Pitocin started my contractions, but they were super inconsistent. It wasn't helped by the fact that they kept having trouble monitoring my contractions with the little monitors and half my contractions weren't even being tracked. My doctor came around noon and the angel broke my water! With every baby, this is always what gets things going. And things definitely got going. My contractions were coming fast and hard, so I got the blessed epidural. Ohhh it was amazing. They rolled me over and propped one of my legs up and it was actually super comfortable and I fell asleep. They switched me back and forth from my right to left sides and I kept progressing. I was pretty relaxed at this point and we just kinda hung out for a bit. Around 4 I started feeling lots of pressure with each contraction. They checked me (yes.. BOTH of them) and I was ready! They also told me she had a lot of hair, haha. 

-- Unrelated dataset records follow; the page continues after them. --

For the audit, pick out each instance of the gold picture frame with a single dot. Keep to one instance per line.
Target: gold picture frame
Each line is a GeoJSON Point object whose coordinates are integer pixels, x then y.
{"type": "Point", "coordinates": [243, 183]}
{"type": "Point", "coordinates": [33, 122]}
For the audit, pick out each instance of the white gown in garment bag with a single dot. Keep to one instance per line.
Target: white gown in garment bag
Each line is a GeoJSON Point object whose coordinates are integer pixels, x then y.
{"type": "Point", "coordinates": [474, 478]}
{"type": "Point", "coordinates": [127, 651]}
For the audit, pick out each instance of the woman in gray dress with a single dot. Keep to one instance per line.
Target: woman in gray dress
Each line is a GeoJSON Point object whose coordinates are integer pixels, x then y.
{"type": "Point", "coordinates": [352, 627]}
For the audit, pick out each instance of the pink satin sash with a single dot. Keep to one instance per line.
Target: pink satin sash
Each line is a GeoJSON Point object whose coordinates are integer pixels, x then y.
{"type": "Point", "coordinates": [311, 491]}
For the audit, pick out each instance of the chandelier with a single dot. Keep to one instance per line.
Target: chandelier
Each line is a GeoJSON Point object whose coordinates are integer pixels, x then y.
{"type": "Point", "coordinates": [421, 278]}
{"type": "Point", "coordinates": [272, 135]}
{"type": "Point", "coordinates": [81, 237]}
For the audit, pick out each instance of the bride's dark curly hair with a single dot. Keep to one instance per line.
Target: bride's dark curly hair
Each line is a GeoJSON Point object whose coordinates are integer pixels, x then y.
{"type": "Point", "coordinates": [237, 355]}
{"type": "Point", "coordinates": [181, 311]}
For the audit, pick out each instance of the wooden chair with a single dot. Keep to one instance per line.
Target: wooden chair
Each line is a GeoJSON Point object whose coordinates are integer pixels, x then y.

They told me to do a couple "practice pushes" before they called the doctor, which I told them I probably didn't need to do. This wasn't my first rodeo. This was my 4th kid, and I could tell she was right there. But they had me do one push and I was immediately crowning, so they told me to stop, haha. My doctor was there super fast and everything was all set up. I pushed through 3 more contractions, about 5 or 6 pushes, and she popped right out. I had a really good view and could see the doctor pulling her out. The first thing I saw was the dark hair and I laughed out loud! Since finding out this baby was a girl, I pictured a baby with more olive toned skin and black hair. This makes no sense considering Nathan and I are pasty and light-haired, and so are both our kids. (Sadie was so pasty at birth they called the NICU doctor to examine her because they thought she was sick. Nope, just pasty.) But there she was! The dark, olive-skinned baby I had imagined! It was perfect. 

They laid her on me and I just felt the biggest rush of love and relief. She was here. After all the sickness and sleepless nights and stress and fear, she was here. She was safe and beautiful and healthy. My uterus didn't rupture. Her heart didn't stop beating. I didn't murder my husband in a hormonal rage for breathing too loudly. I finally had that late-May baby girl that I wanted since I lost Madelyn. She came just 7 hours before Madelyn's due date too. This pregnancy was hard for a lot of reasons, but it was healing in so many ways too. SHE WAS HERE. I felt like I could take a deep breath for the first time in 9 months.

They left us alone for golden hour and we soaked that all up. She was perfect. So much bigger than our other babies, and already had a calm demeanor. Even her little cry was cute. She nursed like a champ right away, and we couldn't get over her hair.

The nursery came to check her. She weighed 7lbs14oz, and was 20.5 inches long! She was perfect and healthy!

She had a great first night, and got to meet her new bffs the next morning. We got to bolt out of the hospital that afternoon and we are just living in newborn heaven over here. She is BY FAR my easiest newborn. She's just so sweet and content and perfect. Sadie has been obsessed from the get-go, and every day Jack warms up more and more and gets so excited to see her. We love you, Mia Grace. Heavenly Father knew what he was doing sending you to us at an inconvenient time. We were waiting for you, and we didn't even know it.